How to address the asymmetry between burden and perceived benefits

"Half goes to taxes" is numerically inaccurate. Yet "take-home pay is definitively lower than 30 years ago" is a fact. The reality behind the 46.2% national burden rate consists of three layers: the conflation of macro and micro perspectives, the confusion between marginal and effective tax rates, and the perception that "the burden yields no commensurate return."

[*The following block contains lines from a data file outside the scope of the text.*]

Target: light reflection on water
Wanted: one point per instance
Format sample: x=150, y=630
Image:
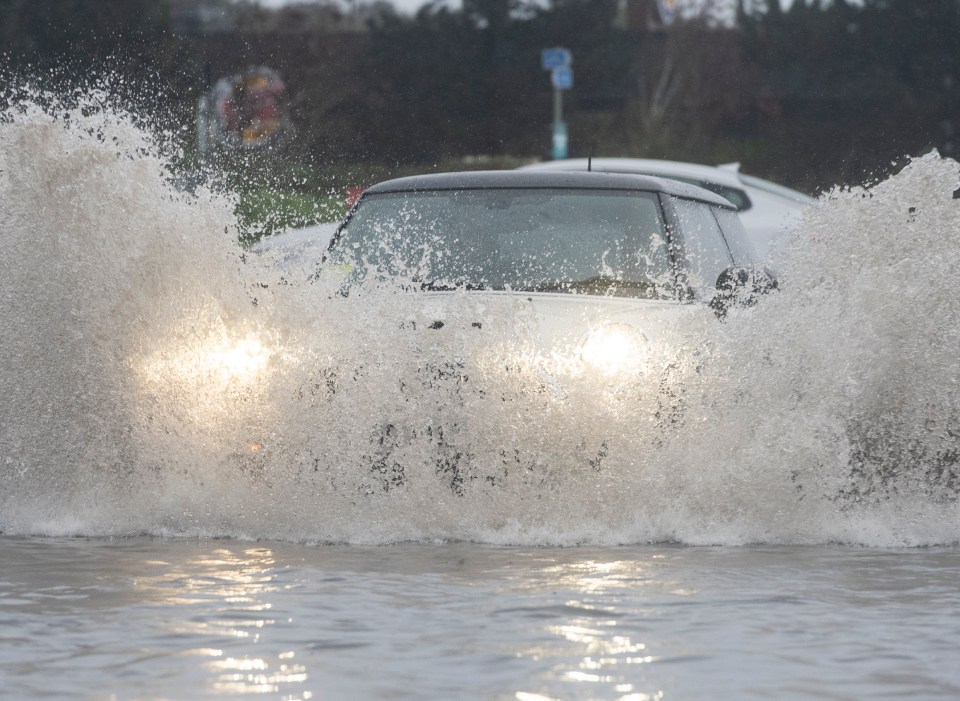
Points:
x=237, y=584
x=173, y=619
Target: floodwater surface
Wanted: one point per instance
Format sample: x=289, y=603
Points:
x=219, y=479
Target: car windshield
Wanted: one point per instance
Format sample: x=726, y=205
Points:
x=607, y=242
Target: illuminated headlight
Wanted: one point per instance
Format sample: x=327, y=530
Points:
x=614, y=349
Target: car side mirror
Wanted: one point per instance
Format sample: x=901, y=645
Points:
x=740, y=287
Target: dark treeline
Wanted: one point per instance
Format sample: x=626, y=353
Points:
x=823, y=93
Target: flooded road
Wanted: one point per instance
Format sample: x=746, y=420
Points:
x=218, y=479
x=173, y=619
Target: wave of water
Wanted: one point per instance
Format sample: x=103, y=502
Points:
x=156, y=380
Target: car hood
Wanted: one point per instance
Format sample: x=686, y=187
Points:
x=551, y=324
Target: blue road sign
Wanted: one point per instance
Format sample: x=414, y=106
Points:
x=559, y=141
x=562, y=78
x=555, y=58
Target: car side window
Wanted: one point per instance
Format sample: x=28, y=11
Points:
x=705, y=249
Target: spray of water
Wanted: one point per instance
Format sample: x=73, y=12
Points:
x=156, y=380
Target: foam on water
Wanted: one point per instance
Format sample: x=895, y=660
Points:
x=155, y=382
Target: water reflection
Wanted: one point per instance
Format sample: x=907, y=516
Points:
x=596, y=645
x=230, y=591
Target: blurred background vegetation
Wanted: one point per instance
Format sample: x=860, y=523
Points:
x=826, y=92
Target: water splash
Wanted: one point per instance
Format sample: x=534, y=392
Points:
x=154, y=382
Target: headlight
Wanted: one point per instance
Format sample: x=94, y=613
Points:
x=614, y=349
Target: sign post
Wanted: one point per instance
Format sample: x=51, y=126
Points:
x=558, y=61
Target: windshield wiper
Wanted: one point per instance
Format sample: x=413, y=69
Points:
x=602, y=285
x=435, y=286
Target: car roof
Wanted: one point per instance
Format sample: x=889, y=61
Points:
x=595, y=180
x=726, y=174
x=719, y=175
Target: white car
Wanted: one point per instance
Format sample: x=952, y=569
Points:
x=768, y=210
x=495, y=288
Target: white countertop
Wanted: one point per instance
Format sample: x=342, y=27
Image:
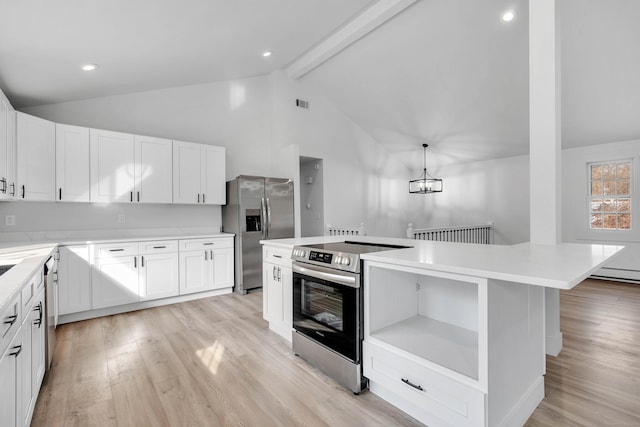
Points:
x=560, y=266
x=29, y=256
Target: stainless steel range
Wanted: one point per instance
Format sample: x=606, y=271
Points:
x=327, y=308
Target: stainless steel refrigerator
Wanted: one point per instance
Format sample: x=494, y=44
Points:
x=257, y=208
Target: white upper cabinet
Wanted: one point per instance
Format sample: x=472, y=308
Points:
x=213, y=184
x=36, y=142
x=112, y=166
x=72, y=163
x=153, y=170
x=198, y=174
x=7, y=150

When a worker earning 5 million yen learns that their effective burden rate is about 22%, the natural question becomes: "Then who bears the remaining 24 percentage points, and for what?" Answering that question requires transparency in how social insurance premiums are spent and an open public discussion about intergenerational burden allocation. When you open your payslip at the start of the new fiscal year, looking at the social insurance line rather than the income tax line is the first step toward understanding this structure.


References

Publication of FY2025 National Burden RateMinistry of Finance, Japan. Ministry of Finance

Trends in National Burden RateMinistry of Finance, Japan. Ministry of Finance, Tax Policy

National Burden Rate of OECD Member Countries (vs National Income)Ministry of Finance, Japan. Ministry of Finance

Trends in Household Tax and Social Insurance Burdens Since the Heisei EraShungo Koreeda & Ryuta Hiraishi. Daiwa Institute of Research Quarterly Review, 2025 New Year Edition Vol.57

Structural Burden of Social Insurance Premiums and Impact on Working-Age PopulationDai-ichi Life Research Institute. Dai-ichi Life Research Institute

How Has Take-Home Pay Changed from 30 Years Ago at 5 Million Yen Income?Financial Field. Financial Field

Questions to Reflect On

  1. Have you ever compared the tax versus social insurance portions on your own payslip?
  2. Which is the more fundamental problem — a high burden rate or a lack of commensurate returns?
  3. Can individual financial planning alone overcome the simultaneous rise in social insurance premiums and stagnation of wages?

Key Terms in This Article

National Income (NI)
The total income generated by a nation's economic activities. Calculated by subtracting capital depreciation and indirect taxes from GDP, then adding subsidies. Used as the denominator for Japan's national burden rate, though most countries use GDP, making Japan's figures appear higher for the same burden level.